Per quanto la notizia suscitò molto fermento nella comunità scientifica, presto ci si accorse di un piccolo problema: il teschio somigliava un po' troppo a quello di un nativo americano, e non ad un ominide vissuto milioni di anni fa.

Si scoprì in seguito che Whitney, assieme a James Mattison e William Jones, avevano creato la storia piazzando il teschio di un nativo americano all'interno della miniera; ma ancora oggi la storia viene utilizzata da cristiani creazionisti ultra-conservatori per dimostrare come l'uomo sia rimasto invariato per milioni di anni, e che l'evoluzione sia solo un mito.

Il gigante di Cardiff

Nel 1869, Gideon Emmons e Henry Nichols sostennero di aver scoperto nei pressi di Cardiff, New York, una colossale figura di pietra di oltre 3 metri di lunghezza dalla testa ai piedi, sostenendo che si trattasse di un gigante.
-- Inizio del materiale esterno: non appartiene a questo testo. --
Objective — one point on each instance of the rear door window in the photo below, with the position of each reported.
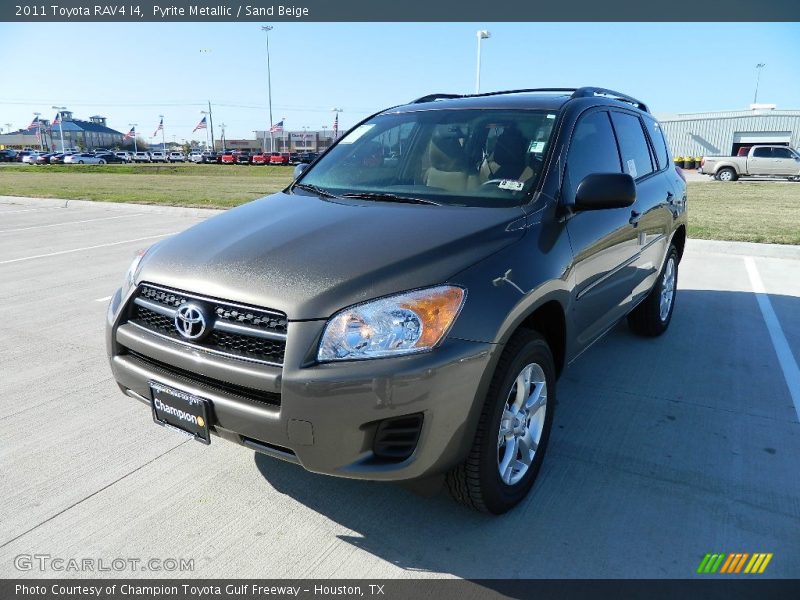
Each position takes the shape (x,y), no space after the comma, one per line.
(636,158)
(659,143)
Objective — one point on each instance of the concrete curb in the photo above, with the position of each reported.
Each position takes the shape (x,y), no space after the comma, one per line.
(121,206)
(744,249)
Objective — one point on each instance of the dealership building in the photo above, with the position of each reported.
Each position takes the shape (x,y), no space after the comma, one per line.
(723,133)
(77,133)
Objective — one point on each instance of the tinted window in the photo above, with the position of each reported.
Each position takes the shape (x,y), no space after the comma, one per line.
(659,143)
(593,150)
(633,147)
(782,153)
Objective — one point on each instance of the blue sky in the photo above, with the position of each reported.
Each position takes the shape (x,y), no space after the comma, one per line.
(132,72)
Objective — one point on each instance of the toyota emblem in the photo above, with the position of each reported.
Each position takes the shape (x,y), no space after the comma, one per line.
(190,321)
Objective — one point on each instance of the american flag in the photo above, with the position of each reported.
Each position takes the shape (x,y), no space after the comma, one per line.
(201,125)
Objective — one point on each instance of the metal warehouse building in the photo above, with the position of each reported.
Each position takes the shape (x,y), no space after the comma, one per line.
(723,133)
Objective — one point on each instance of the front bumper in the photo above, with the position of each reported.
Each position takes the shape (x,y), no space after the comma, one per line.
(326,416)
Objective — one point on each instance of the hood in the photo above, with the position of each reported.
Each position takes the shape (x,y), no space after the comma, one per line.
(310,257)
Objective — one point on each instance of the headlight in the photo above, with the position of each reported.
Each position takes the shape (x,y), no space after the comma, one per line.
(130,276)
(403,324)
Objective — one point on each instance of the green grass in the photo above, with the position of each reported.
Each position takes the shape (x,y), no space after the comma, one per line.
(206,186)
(766,212)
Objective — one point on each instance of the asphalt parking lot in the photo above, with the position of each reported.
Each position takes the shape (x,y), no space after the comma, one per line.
(663,450)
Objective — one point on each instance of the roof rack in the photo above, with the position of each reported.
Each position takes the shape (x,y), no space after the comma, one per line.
(584,92)
(588,92)
(432,97)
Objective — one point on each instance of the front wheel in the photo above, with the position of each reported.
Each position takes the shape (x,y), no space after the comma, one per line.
(513,430)
(652,317)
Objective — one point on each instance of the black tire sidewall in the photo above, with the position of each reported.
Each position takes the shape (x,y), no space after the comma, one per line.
(497,495)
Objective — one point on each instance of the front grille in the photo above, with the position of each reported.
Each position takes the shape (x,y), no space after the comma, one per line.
(215,385)
(239,331)
(396,439)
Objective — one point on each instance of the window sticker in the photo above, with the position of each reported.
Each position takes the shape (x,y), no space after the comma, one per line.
(511,184)
(536,147)
(356,133)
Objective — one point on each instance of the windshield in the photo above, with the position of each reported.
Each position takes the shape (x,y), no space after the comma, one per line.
(460,157)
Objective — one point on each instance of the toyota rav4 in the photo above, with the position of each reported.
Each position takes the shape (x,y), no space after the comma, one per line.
(404,308)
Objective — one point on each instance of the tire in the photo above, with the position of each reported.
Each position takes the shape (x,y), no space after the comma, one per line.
(652,317)
(477,482)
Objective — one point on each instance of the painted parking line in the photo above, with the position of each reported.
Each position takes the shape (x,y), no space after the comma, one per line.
(791,372)
(68,223)
(150,237)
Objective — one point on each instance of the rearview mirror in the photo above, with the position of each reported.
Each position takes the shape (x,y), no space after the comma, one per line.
(605,190)
(298,170)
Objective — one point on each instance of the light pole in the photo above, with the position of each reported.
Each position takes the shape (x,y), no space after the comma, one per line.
(759,66)
(135,146)
(60,126)
(266,29)
(336,122)
(206,112)
(39,130)
(482,34)
(163,143)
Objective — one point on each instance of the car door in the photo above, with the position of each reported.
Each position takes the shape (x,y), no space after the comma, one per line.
(785,162)
(760,161)
(651,215)
(604,242)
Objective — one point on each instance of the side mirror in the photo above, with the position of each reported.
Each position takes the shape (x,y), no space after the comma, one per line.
(299,168)
(605,190)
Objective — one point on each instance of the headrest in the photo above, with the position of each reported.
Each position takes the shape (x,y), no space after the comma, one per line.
(446,154)
(510,148)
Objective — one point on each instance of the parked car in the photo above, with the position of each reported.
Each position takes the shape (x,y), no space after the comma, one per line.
(395,323)
(259,158)
(44,159)
(30,157)
(111,158)
(279,158)
(142,157)
(778,161)
(85,158)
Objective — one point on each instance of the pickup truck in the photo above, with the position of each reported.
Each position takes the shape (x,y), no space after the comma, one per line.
(778,161)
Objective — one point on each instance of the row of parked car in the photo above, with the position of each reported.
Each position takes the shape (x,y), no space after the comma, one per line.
(103,156)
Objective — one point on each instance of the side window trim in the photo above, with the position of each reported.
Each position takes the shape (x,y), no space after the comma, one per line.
(653,162)
(589,111)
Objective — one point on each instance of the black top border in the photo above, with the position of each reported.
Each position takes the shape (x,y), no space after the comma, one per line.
(139,11)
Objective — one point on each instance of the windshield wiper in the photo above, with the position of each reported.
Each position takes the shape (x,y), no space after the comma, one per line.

Ma quello che non sapevano era che questo "gigante" non era altro che la creazione di George Hull, cugino del proprietario della fattoria in cui si stava effettuando lo scavo, che aveva aiutato il parente a seppellire il falso gigante per poter poi lucrare sulla scoperta.

Andrew White, primo presidente della Cornell University, capì fin da subito che era un falso: si trattava di una statua, ed anche fatta male. Ma ancora oggi ci sono persone che credono alla storia del gigante di Cardiff.